Toward Generalized Image Quality Assessment: Relaxing the Perfect Reference Quality Assumption
Du Chen, Tianhe Wu, Kede Ma, Lei Zhang
TL;DR
This work tackles the limitation of the perfect-reference assumption in FR-IQA by introducing DiffIQA, a large-scale dataset of images generated by a diffusion-based enhancer with variable quality relative to references, and A-FINE, a generalized FR-IQA model that adaptively balances fidelity and naturalness via a learned weighting. A-FINE leverages a ViT-CLIP backbone and a pairwise learning-to-rank objective under Thurstone's model to achieve state-of-the-art performance on standard IQA benchmarks and the new DiffIQA dataset, while also validating generalization on a new SR-focused benchmark, SRIQA-Bench. The combination of DiffIQA data, SRIQA-Bench validation, and the adaptive fidelity-naturalness framework enables robust quality assessment in the era of deep generative enhancements, with code and data made public for reproducibility.
Abstract
Full-reference image quality assessment (FR-IQA) generally assumes that reference images are of perfect quality. However, this assumption is flawed due to the sensor and optical limitations of modern imaging systems. Moreover, recent generative enhancement methods are capable of producing images of higher quality than their original. All of these challenge the effectiveness and applicability of current FR-IQA models.
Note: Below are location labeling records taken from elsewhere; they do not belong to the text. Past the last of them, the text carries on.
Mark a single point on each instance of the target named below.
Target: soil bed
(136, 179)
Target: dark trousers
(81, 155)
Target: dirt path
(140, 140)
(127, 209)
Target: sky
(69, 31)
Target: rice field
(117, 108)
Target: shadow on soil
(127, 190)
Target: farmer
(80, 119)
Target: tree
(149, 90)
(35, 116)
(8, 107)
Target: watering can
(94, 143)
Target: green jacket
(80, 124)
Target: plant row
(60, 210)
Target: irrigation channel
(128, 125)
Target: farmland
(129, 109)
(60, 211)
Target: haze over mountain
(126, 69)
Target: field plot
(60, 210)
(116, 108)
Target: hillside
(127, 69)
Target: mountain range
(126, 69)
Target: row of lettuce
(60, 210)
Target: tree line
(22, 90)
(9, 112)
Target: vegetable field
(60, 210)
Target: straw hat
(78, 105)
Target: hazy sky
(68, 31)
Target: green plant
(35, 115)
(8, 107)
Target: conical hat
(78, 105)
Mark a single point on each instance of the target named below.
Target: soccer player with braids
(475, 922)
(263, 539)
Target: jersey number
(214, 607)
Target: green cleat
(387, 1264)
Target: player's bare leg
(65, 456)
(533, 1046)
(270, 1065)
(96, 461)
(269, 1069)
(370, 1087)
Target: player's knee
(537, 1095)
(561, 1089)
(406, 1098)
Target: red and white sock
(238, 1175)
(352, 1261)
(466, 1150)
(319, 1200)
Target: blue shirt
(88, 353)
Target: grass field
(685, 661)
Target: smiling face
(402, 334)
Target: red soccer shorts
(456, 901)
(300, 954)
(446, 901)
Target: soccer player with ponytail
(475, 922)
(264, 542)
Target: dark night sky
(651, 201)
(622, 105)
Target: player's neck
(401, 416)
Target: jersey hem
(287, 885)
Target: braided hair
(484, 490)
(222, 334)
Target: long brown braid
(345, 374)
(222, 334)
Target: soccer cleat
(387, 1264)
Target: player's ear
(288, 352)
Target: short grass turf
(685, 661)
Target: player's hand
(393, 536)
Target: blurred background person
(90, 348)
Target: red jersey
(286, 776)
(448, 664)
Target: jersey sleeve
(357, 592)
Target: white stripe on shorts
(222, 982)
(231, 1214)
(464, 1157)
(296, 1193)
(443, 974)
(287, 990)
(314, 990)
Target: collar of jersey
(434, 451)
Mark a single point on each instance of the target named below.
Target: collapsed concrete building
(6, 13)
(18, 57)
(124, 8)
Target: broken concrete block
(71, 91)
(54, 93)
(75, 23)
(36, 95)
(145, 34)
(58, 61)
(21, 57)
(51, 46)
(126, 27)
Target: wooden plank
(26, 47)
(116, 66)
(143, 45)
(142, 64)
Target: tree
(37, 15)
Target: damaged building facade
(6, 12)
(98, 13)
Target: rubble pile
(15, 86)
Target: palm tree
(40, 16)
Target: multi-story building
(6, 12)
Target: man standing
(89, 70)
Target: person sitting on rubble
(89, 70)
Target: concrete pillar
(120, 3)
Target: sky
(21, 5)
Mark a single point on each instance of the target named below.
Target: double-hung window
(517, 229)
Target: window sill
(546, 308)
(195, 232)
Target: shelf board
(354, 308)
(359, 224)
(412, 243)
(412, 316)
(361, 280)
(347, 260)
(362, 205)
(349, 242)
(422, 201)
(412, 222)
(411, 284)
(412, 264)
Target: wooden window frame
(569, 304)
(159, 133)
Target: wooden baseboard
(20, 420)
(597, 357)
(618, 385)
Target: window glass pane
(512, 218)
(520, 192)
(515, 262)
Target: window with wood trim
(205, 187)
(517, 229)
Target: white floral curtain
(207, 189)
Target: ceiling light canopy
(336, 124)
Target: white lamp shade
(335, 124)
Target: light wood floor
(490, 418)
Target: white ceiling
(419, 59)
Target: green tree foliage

To relax the assumption of perfect reference image quality, we build a large-scale IQA database, namely DiffIQA, containing approximately 180,000 images generated by a diffusion-based image enhancer with adjustable hyper-parameters. Each image is annotated by human subjects as either worse, similar, or better quality compared to its reference. Building on this, we present a generalized FR-IQA model, namely Adaptive Fidelity-Naturalness Evaluator (A-FINE), to accurately assess and adaptively combine the fidelity and naturalness of a test image. A-FINE aligns well with standard FR-IQA when the reference image is much more natural than the test image. We demonstrate by extensive experiments that A-FINE surpasses standard FR-IQA models on well-established IQA datasets and our newly created DiffIQA. To further validate A-FINE, we additionally construct a super-resolution IQA benchmark (SRIQA-Bench), encompassing test images derived from ten state-of-the-art SR methods with reliable human quality annotations. Tests on SRIQA-Bench re-affirm the advantages of A-FINE. The code and dataset are available at https://tianhewu.github.io/A-FINE-page.github.io/.